Platforms should invest in friction, not just deletion. In many cases, slowing the spread of suspected synthetic media, adding context, preserving evidence, and notifying affected campaigns may be more effective than a simple remove-or-ignore choice. A platform that deletes too broadly invites censorship concerns; a platform that does nothing becomes a free storage unit for election fraud cosplay.
Finally, lawmakers should learn from Minnesota’s challenge. The best deepfake laws will be narrow, clear, and focused on deceptive impersonation that causes concrete election harm. They should protect satire, parody, news reporting, and good-faith platform moderation. They should also encourage fast civil remedies and public corrections, because elections operate on clocks, not law review timelines. A perfect ruling six months after Election Day is like a weather report delivered after the picnic has floated away.
Conclusion
The challenge to Minnesota’s political deepfake law is not just a local legal dispute. It is an early test of how American democracy will handle synthetic media in the age of generative AI. Minnesota has a legitimate interest in protecting voters and candidates from realistic digital forgeries. Critics have a legitimate concern that broad bans on political content can chill satire, criticism, and platform speech.

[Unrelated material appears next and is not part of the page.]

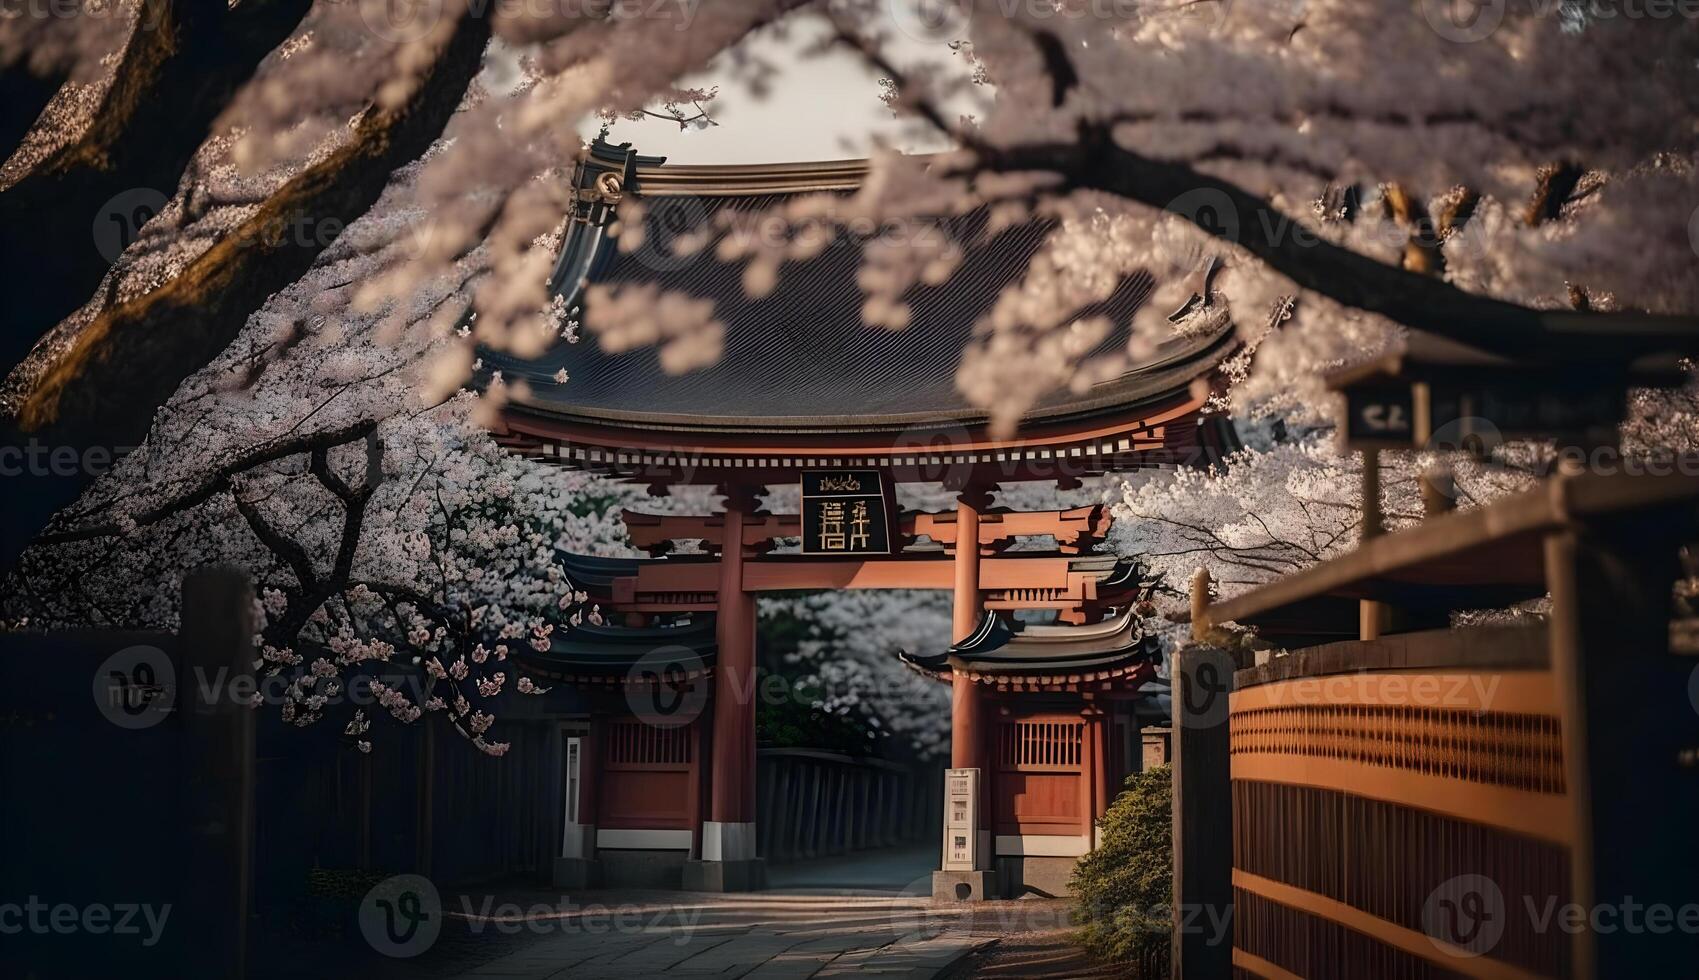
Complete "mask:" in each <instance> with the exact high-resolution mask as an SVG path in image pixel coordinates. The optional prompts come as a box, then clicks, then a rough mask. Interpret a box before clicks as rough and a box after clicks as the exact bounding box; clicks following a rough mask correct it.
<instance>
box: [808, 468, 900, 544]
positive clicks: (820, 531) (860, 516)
mask: <svg viewBox="0 0 1699 980" xmlns="http://www.w3.org/2000/svg"><path fill="white" fill-rule="evenodd" d="M802 554H805V555H889V554H890V508H889V506H887V499H885V486H883V481H882V479H880V474H878V470H872V469H851V470H810V472H804V474H802Z"/></svg>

The strongest path forward is not pretending deepfakes are harmless, and not pretending every fake image requires a criminal prosecution. The answer is precision: laws that target knowing, harmful, realistic deception; platforms that add context quickly; campaigns that prepare before crisis hits; journalists who verify before amplifying; and voters who pause before sharing. Political deepfakes may be new technology, but the civic habit they test is old-fashioned: don’t believe everything you see, especially when it arrives wrapped in outrage and asks you to click “share.”